You will work closely with ML engineers, data scientists, and cloud architects to ensure that data is reliable, scalable, and production-ready enabling rapid experimentation and deployment of AI models across airport systems.
This is a hands-on, delivery-focused role suited for engineers who enjoy building robust data systems in a fast-moving environment.
Key Responsibilities
Data Architecture & Pipeline Development
- Design, develop, and maintain end-to-end data pipelines to support ML and AI workloads.
- Build real-time and batch data processing systems using Kafka, Kinesis, Spark, or similar technologies.
- Implement data quality, validation, and transformation workflows to ensure trustworthy and high-quality data for model training and analytics.
Infrastructure & Platform Engineering
- Develop and operate cloud-based data architectures on AWS and hybrid on-prem environments.

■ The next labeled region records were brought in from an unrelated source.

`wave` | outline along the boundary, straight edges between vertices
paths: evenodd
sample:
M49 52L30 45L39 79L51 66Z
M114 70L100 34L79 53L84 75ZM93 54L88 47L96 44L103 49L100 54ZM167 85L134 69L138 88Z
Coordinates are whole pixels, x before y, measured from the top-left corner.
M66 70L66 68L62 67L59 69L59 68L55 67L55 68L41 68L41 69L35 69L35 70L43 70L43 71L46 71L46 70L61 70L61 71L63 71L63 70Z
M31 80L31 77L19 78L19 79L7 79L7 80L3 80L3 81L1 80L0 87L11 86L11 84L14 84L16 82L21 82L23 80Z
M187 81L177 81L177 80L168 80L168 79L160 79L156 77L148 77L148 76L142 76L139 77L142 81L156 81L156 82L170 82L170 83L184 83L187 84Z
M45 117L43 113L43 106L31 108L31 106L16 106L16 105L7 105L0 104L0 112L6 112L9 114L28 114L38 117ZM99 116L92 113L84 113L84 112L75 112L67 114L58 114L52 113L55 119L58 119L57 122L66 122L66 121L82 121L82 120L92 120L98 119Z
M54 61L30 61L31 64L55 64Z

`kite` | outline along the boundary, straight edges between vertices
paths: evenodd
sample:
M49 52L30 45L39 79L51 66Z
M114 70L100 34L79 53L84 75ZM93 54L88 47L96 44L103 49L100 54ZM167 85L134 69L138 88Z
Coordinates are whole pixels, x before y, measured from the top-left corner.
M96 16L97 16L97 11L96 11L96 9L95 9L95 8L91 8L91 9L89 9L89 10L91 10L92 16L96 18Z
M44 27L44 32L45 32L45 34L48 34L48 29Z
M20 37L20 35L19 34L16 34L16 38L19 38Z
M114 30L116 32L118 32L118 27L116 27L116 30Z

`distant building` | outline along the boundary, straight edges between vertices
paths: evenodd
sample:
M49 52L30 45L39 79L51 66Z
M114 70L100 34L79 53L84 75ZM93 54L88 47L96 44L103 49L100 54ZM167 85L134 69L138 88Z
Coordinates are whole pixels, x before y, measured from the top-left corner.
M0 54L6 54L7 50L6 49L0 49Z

- Build and manage data warehouses and data lakes for efficient storage, retrieval, and sharing.
- Use Infrastructure as Code (IaC) tools such as Terraform, CloudFormation, or CDK to automate data environment provisioning.
- Containerize and orchestrate workloads using Docker and Kubernetes.
MLOps & Integration
- Partner with ML engineers to streamline feature pipelines, model training, and inference data flows.
- Support retrieval-augmented generation (RAG) and GenAI agent systems through optimized data access and embeddings infrastructure.
- Ensure seamless integration of data systems into CI/CD pipelines for continuous delivery and monitoring.
Security & Operations
- Implement and uphold data, access control, and privacy compliance standards.
- Monitor and optimize pipelines for cost efficiency, latency, and reliability.
- Collaborate with DevOps and IT teams to troubleshoot, deploy, and scale data services in production environments.
Innovation & Collaboration
- Work closely with cross-functional teams to translate business and research data needs into scalable technical solutions.
- Evaluate emerging data engineering technologies and architectures relevant to AI workloads.
- Contribute to internal documentation and knowledge sharing to support continuous improvement.
Qualifications
- Bachelors or Masters in Computer Science, Engineering, or related technical field.
- 3 - 5 years of experience in data engineering roles.
Proficiency in:
- Python and SQL
- Shell scripting
- Infrastructure as Code (Terraform, CloudFormation, CDK)
- Strong experience with cloud data platforms (AWS, GCP) and hybrid/on-prem environments.
- Solid understanding of big data ecosystems (e.g., Spark, Hadoop) and streaming technologies (Kafka, Kinesis).
- Familiarity with containerization (Docker) and orchestration (Kubernetes).
- Proven ability to design and deliver scalable, production-grade data systems.
Bonus Skills
- Exposure to MLOps, feature stores, or vector databases (e.g., FAISS, Pinecone, Weaviate).
- Experience supporting AI/GenAI model pipelines.
- Interest in data observability, metadata management, and responsible data practices.